We're all in the sharing economy together.

We love each other so much that we find ways to make money out of each other in astonishingly fair ways.

But, wait. Why are we whining about income inequality then? Could it be that we all care equally, but don't share equally?

This was the theme adopted by Bill Maher on his HBO "Real Time" show on Friday night.

Maher believes that the sharing economy is nothing more than Americans being forced to adapt to reduced economic circumstances. He thinks it's the "desperate economy."

He offered this elegant and rhetorical question: "You really think anybody wants to have total strangers living in their apartment for a week?"

Perhaps some do. More, though, like the joy of additional income they might shield from authorities and spend on repairing the cigarette burns a stranger has made on their sofa.

"Oh, look," Maher said. "Someone else's pubes on my soap. I'm living the dream."

He warmed to his sermon by invoking the Red Menace. He said: "How did America spend 60 years fighting communism and end up in a barter economy on Craigslist?"

Maher puts it all down to greed.

He said: "We've all become so good at scheming, cheating, inventing, raiding, gouging and just plain f***ing each other that we woke up one day with this sharing economy, where the one thing we're not sharing are the profits."

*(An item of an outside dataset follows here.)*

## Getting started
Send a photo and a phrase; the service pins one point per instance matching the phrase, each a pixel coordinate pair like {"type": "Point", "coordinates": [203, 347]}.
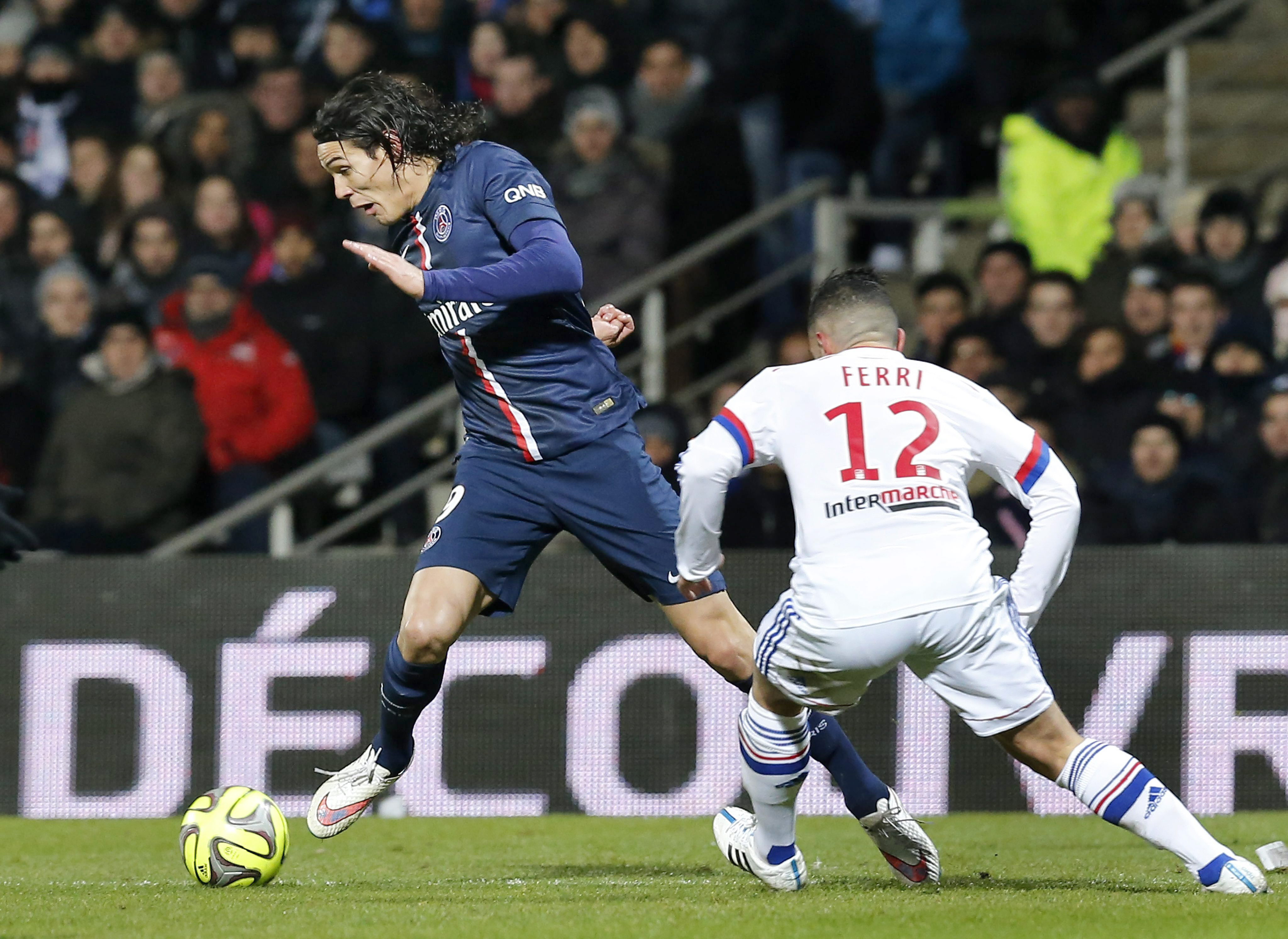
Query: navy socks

And there I was thinking that was just capitalism.

The lovely thing about change is that we get so wrapped up in it -- or rather by it -- that we never really know if it's a good thing until it's done its best and worst.

We may come to embrace robots as an essential and beneficial part of our lives. Or they make come to embrace us as an especially, but charmingly, dimwitted part of theirs.

We'll all be in it together. It's just that, as in any loving relationship, one party will have a little more power than the other.